Apple’s Comet Brings Fast Vector Processing to Apache Spark
Consumer electronics giant Apple has released into open source a plug-in that would help Apache Spark execute vector searches more efficiently, making the open source data processing platform more appealing for large-scale machine learning data crunching.
The Apple engineers behind the Rust-based plug-in, called Apache Spark DataFusion Comet, have submitted it to become an Apache Software Foundation project, under the Apache Arrow umbrella. It is built on the extensible Apache DataFusion query engine (also written in Rust) and the Arrow columnar data format.
“Our goal is to accelerate Spark query execution via delegating Spark’s physical plan execution to DataFusion’s highly modular execution framework, while still maintaining the same semantics to Spark users,” explained Apple Software Engineer Chao Sun, on an Apache mailing list.
Sun noted that the project is not yet feature-complete, but parts of it are already used in production.
“This is a great example of the composable data system concept that everyone seems to be talking about lately,” noted Apache Arrow Project Management Committee Chair Andy Grove on X. “In this case, using Spark’s very mature planning and scheduling and delegating to DataFusion for native execution.”
What Is Apache Arrow DataFusion Comet?
Using the Apache Arrow DataFusion runtime, Comet can query data in the Apache Arrow columnar format, an approach designed to improve query efficiency and query runtime through native vectorized execution.
“Vectorized querying improves the performance, efficiency, scalability and memory footprint of analytical queries by operating on batches of data and processing multiple elements of data in parallel. It is inextricably linked with columnar database architecture, as it allows entire columns to be loaded into a CPU register and processed,” wrote Fivetran Senior Product Evangelist Charles Wang, in an analysis piece last month.
Comet was designed to keep feature parity with Spark itself (currently, it supports Spark versions 3.2 – 3.4). This means users can run the same queries, regardless if Comet extension is being used.
Spark built-in expressions and operators (Filter/Project/Aggregation/Join/Exchange) can work with Comet, as can Apache Parquet columnar storage format, in either read and write mode.

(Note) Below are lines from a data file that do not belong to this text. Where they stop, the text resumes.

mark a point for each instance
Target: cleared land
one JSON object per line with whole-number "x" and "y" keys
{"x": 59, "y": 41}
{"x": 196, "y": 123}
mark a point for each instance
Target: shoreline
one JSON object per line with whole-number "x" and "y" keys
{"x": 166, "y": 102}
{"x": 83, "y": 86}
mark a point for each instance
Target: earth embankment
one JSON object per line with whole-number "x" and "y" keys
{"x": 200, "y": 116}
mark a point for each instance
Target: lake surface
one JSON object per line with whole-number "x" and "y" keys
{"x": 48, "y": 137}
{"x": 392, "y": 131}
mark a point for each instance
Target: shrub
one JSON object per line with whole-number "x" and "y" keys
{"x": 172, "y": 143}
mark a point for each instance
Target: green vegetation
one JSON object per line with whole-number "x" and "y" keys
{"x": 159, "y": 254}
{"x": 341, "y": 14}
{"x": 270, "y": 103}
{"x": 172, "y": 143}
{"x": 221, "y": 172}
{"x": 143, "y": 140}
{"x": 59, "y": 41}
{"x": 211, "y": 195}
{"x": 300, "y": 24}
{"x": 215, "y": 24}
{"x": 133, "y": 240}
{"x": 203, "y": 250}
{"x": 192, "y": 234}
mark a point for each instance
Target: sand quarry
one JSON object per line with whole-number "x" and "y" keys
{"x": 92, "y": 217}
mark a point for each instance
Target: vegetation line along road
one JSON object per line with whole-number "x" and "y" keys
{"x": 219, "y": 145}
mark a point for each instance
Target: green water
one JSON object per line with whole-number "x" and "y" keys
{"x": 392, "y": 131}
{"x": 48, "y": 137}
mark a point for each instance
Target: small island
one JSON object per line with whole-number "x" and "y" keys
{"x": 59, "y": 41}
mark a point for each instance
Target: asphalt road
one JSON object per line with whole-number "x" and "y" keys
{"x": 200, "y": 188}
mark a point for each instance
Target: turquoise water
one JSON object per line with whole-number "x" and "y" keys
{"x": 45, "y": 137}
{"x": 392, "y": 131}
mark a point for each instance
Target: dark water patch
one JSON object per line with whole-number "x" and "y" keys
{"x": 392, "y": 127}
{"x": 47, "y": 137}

Comet also requires JDK 8 and up and GLIBC 2.17, and can run on either Linux or the Mac OS.
Other Spark Plug-ins That Speed Vector Processing
Apple is not the only member of the FAANG club interested in vector processing: Last year, Meta also released into open source its own project for Spark vector processing: Velox, noted software engineer Chris Riccomini.
Similar projects include Intel’s Gluten (recently accepted into ASF incubation), Nvidia‘s RAPIDS Spark accelerator for GPUs, Blaze (which also works with Apache Arrow DataFusion), and the Ballista distributed SQL query engine.